The natural radioactivity in focus involved the decay of carbon atoms, Carbon-14, turning into nitrogen atoms, Nitrogen-14.

Professor Marks adds that this is one of the most abundant forms of radioactive decay occurring in biological systems.

Over a human lifetime, around 50 billion Carbon-14 decays occur within our DNA.

“While it is still not obvious how DNA replication is affected by the presence of chemical compounds that are different to the four-letter alphabet of DNA, it is quite remarkable to consider that Carbon-14 could be a source of genetic mutation that would be impossible to avoid due to the universal presence of radiocarbon in the environment,” Professor Marks added.

Highlights
• We used ab initio methods to quantify 14C decay-induced bond-breaking in DNA.
• Carbon-14 beta-decay is sometimes sufficient to break chemical bonds in DNA.
• Ring structures and double-bonds enhance the molecular resistance to 14C decay.
• Carbon-14 decay provides a mechanism for creating wobble-type mispairs.

Abstract
Background
Significant experimental effort has been applied to study radioactive beta-decay in biological systems. Atomic-scale knowledge of this transmutation process is lacking due to the absence of computer simulations. Carbon-14 is an important beta-emitter, being ubiquitous in the environment and an intrinsic part of the genetic code. Over a lifetime, around 50 billion 14C decays occur within human DNA.

Methods
We apply ab initio molecular dynamics to quantify 14C-induced bond rupture in a variety of organic molecules, including DNA base pairs.

Results
We show that double bonds and ring structures confer radiation resistance.

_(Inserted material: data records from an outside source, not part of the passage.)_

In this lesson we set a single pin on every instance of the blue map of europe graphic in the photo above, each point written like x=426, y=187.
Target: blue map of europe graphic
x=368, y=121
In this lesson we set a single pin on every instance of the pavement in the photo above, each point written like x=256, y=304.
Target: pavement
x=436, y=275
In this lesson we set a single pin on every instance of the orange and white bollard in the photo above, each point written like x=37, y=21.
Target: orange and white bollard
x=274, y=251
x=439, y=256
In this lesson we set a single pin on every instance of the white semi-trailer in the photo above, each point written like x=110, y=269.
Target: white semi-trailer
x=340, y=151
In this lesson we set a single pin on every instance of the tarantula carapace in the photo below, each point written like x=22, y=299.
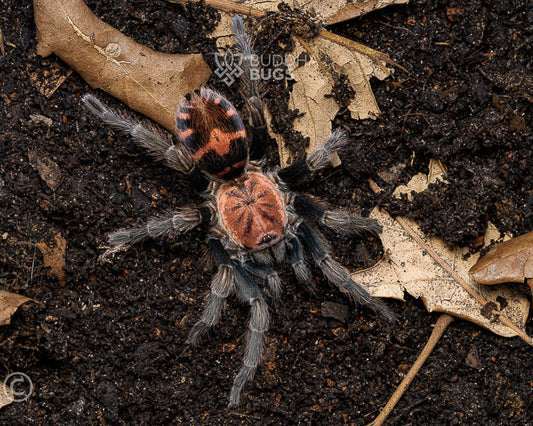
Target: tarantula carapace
x=255, y=220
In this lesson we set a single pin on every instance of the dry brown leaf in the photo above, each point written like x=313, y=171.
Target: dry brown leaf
x=54, y=257
x=9, y=303
x=48, y=170
x=331, y=55
x=430, y=269
x=149, y=82
x=510, y=261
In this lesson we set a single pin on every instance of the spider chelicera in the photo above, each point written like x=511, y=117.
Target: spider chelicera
x=255, y=221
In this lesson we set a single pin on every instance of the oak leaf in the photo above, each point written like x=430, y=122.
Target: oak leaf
x=437, y=272
x=509, y=261
x=331, y=55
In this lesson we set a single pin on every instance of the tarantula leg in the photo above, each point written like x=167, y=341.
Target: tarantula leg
x=299, y=265
x=250, y=82
x=337, y=274
x=158, y=144
x=317, y=160
x=335, y=220
x=265, y=273
x=179, y=223
x=255, y=337
x=222, y=285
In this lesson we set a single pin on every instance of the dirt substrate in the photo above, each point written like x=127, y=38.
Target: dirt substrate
x=108, y=346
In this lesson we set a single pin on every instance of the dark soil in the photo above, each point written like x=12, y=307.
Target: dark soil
x=108, y=346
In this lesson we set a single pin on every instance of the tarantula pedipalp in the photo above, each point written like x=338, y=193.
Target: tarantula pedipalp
x=255, y=220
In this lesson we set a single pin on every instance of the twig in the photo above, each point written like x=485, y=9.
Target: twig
x=440, y=327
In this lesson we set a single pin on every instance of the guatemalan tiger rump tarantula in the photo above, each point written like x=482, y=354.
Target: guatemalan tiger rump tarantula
x=255, y=220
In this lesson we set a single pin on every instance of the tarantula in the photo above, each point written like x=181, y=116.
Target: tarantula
x=255, y=220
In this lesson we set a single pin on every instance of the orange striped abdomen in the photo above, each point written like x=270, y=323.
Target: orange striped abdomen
x=213, y=134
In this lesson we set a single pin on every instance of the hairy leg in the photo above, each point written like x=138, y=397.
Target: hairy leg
x=250, y=87
x=158, y=144
x=336, y=220
x=222, y=285
x=316, y=161
x=337, y=274
x=248, y=291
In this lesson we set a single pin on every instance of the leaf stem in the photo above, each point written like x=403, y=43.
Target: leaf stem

These features, present in the canonical bases of the DNA, enhance their resistance to 14C-induced bond-breaking. In contrast, the sugar group of the DNA and RNA backbone is vulnerable to single-strand breaking. We also show that Carbon-14 decay provides a mechanism for creating mutagenic wobble-type mispairs.

Conclusions
The observation that DNA has a resistance to natural radioactivity has not previously been recognized. We show that 14C decay can be a source for generating non-canonical bases.

General significance
Our findings raise questions such as how the genetic apparatus deals with the appearance of an extra nitrogen in the canonical bases. It is not obvious whether or not the DNA repair mechanism detects this modification nor how DNA replication is affected by a non-canonical nucleobase. Accordingly, 14C may prove to be a source of genetic alteration that is impossible to avoid due to the universal presence of radiocarbon in the environment.